Introduction
Laryngeal neuroendocrine tumors(NET) are infrequent tumors of the head and neck comprising <1% of all laryngeal neoplasms [1]. These tumors are more common in elderly men and occur in the supraglottic larynx. They are divided into three categories namely well differentiated, poorly differentiated and mixed neuroendocrine and non neuroendocrine neoplasms. Well-differentiated NETs are rare and are further classified into three grades based on mitotic count, ki67 and necrosis.
Case report
A 75-year-old female presented with complaints of dysphagia and hoarseness of voice for two months. There was no cervical lymphadenopathy on examination. CT's neck showed a soft tissue-dense lesion over the right aryepiglottic fold with partial obliteration of the right pyriform fossa. She underwent a laryngeal endoscopy and an excision biopsy of the mass(Fig.1) which was sent for histopathological examination. We received soft tissue in multiple pieces in toto measuring 2x1x0.5cm. Histopathology showed a tumour arranged in small nests and trabeculae with intact overlying lining squamous epithelium(Fig.2a). The tumour cells had moderate eosinophilic cytoplasm mild to moderate nuclear atypia with finely stippled chromatin(Fig.2b) and mitosis 2/sq.mm. No necrosis was made out. IHC showed diffuse strong cytoplasmic positivity for pan-cytokeratin (Fig.3a) and synaptophysin(Fig.3b) diffused weak cytoplasmic positivity for chromogranin(3c). P63 and CK5/6 were negative. The ki67 index was 8%. A diagnosis of grade II neuroendocrine tumor was made. The postoperative period was uneventful and the patient is on regular followup.
Discussion
Neuroendocrine tumors of larynx are broadly divided into epithelial and paraganglionic types based on their tissue of origin [2]. The epithelial-derived tumors are uncommon and account for less than 0.1% of laryngeal malignancies. These tumours arise from dispersed neuroendocrine cells that are found in respiratory mucosa of nasal cavity, paranasal sinuses, nasopharynx, oropharynx and larynx. In larynx, these tumors are second most common after squamous cell carcinoma.

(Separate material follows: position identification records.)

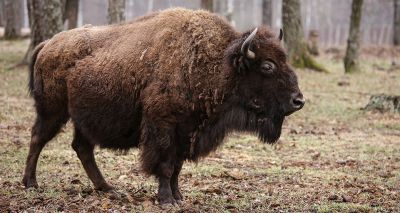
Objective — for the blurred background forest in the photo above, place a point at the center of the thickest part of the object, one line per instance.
(330, 18)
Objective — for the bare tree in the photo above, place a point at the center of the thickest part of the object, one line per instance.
(116, 11)
(13, 12)
(45, 18)
(207, 5)
(396, 27)
(294, 37)
(353, 42)
(71, 13)
(267, 12)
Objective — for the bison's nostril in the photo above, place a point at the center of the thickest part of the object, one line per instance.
(298, 103)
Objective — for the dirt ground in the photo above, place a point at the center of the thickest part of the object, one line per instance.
(332, 156)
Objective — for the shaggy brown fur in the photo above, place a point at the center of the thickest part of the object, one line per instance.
(168, 83)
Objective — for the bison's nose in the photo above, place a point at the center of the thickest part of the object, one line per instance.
(297, 101)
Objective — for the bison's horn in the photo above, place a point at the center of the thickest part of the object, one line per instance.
(280, 34)
(245, 50)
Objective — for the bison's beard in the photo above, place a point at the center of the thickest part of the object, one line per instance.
(267, 127)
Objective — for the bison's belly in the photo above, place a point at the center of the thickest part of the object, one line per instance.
(108, 114)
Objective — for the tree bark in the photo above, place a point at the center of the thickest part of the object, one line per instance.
(294, 37)
(13, 12)
(396, 23)
(351, 63)
(207, 5)
(116, 11)
(45, 19)
(267, 12)
(71, 13)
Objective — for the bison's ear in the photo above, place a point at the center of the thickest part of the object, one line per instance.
(242, 61)
(245, 49)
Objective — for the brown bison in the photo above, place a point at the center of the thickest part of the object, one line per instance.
(173, 83)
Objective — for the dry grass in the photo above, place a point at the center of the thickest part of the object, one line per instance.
(332, 156)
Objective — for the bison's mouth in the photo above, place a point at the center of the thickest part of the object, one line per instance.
(269, 129)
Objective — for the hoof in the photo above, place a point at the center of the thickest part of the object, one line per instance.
(115, 195)
(169, 206)
(105, 188)
(166, 200)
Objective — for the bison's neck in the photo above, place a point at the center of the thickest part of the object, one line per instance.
(214, 129)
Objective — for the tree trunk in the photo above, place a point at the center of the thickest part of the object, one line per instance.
(45, 19)
(116, 11)
(71, 13)
(353, 42)
(294, 37)
(267, 12)
(13, 12)
(207, 5)
(396, 23)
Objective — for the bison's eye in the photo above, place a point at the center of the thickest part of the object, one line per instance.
(268, 67)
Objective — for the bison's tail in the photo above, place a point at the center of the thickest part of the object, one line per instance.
(32, 61)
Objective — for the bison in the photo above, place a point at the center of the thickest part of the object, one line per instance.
(173, 83)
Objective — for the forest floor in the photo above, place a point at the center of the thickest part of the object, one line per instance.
(332, 156)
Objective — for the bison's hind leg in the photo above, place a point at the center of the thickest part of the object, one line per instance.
(84, 150)
(45, 128)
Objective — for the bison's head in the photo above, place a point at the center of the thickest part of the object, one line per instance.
(266, 86)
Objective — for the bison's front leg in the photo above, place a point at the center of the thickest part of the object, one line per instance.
(174, 181)
(164, 183)
(158, 158)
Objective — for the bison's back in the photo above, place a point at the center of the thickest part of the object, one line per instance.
(112, 76)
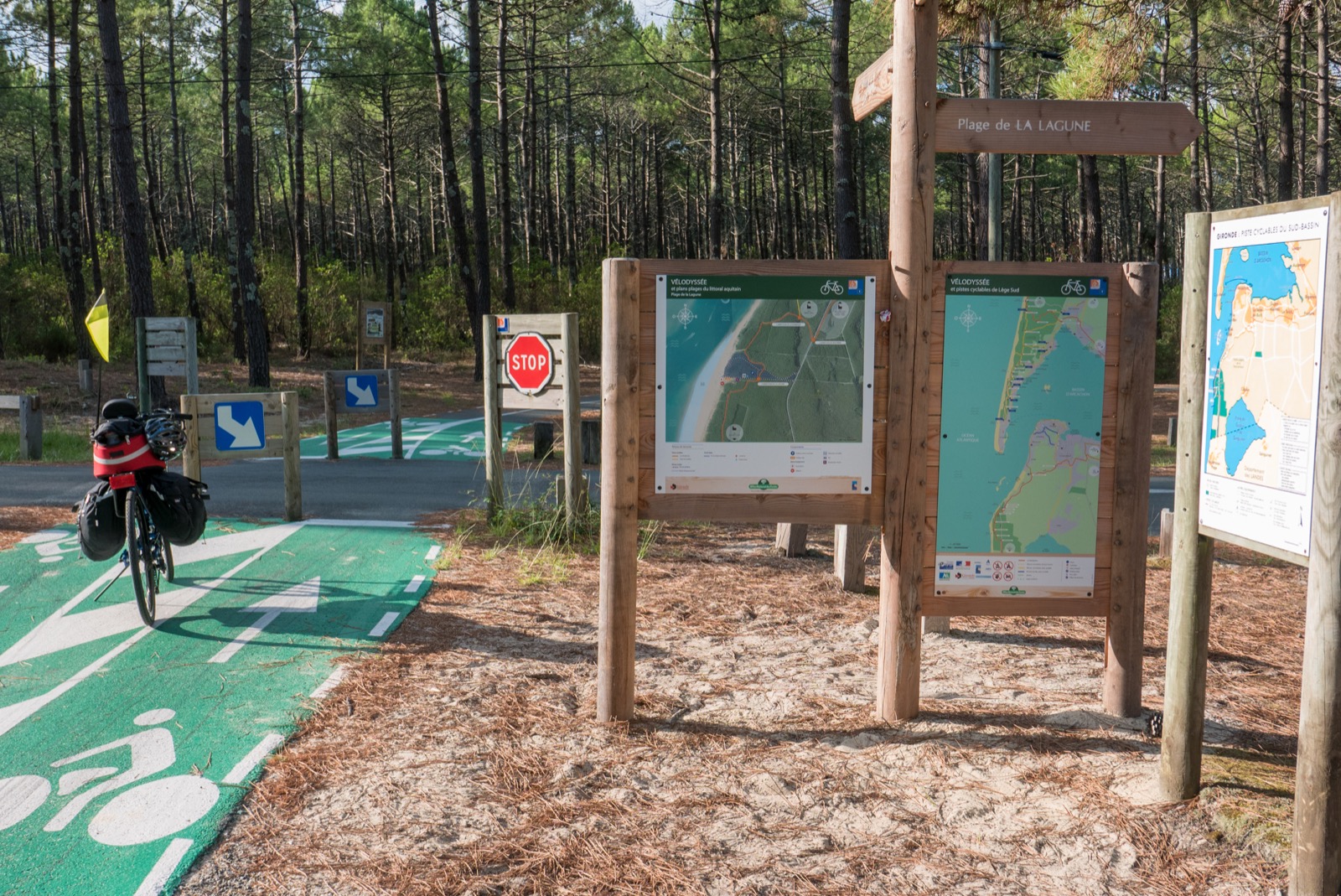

They are more frequent in males in their 6th and 7th decade. Smoking is involved in the aetiology of laryngeal Neuroendocrine neoplasms and is correlated with aggressive behaviour [3]. Pathogenesis is obscure.
The recent WHO(5th edition) classification of neuroendocrine tumors of the larynx divides neuroendocrine neoplasms into well-differentiated (neuroendocrine tumor, NET) and poorly differentiated neuroendocrine neoplasms (neuroendocrine carcinoma, NEC) [4]. Well-differentiated Neuroendocrine tumours are further assigned three grades(G1, G2, G3) based on the presence of necrosis, mitotic rate and ki67 proliferation index. G1 NETs lack necrosis and have <2 mitoses per 2mm2. G2 NETs may have necrosis and/or 2-10 mitoses per 2mm2. The KI67 index for NETs is generally <20%. G2 NET is the most frequent type followed by NEC and G1 NET. Neuroendocrine carcinoma refers only to poorly differentiated NENs and includes both small-cell and large-cell NECs.
Macroscopically NETs present as polypoid nodular pedunculated exophytic masses that may ulcerate. Microscopically, NET G2 tumors are characterized by nest cords and trabeculae of uniform small cells with round nuclei, finely stippled chromatin and inconspicuous mitoses in a fibrovascular stroma. Gland-like structures or rosettes may be seen. Certain studies have identified peculiar ‘glomeruloid structures,’ unique to the NET G2 that may serve as a diagnostic clue in a small biopsy [5]. Some tumors may show a predominance of clear cells, oncocytic, and rhabdoid cells. Occasionally, intranuclear inclusions, nuclear grooves, Leisegang rings(laminated, ring-like structures) and hyaline globules can be identified in these tumors. Our case was a grade II neuroendocrine tumor with mitosis 2/sq.mm, no necrosis and a ki67 index of 8 %.
A panel of IHC markers is necessary to complement the diagnosis and to rule out the differentials [6]. NETs show diffuse nuclear INSM1 immunopositivity and cytoplasmic synaptophysin and chromogranin A staining. They can be positive for keratins including CK7/8 and CAM5.2. Unlike poorly differentiated neuroendocrine carcinomas, NETs do not show aberrant expression of p53 and Rb [7]. Our case showed positivity for pan ck(Fig3a) synaptophysin(Fig.3b) chromogranin(Fig.3c) with a ki67 index of 8%.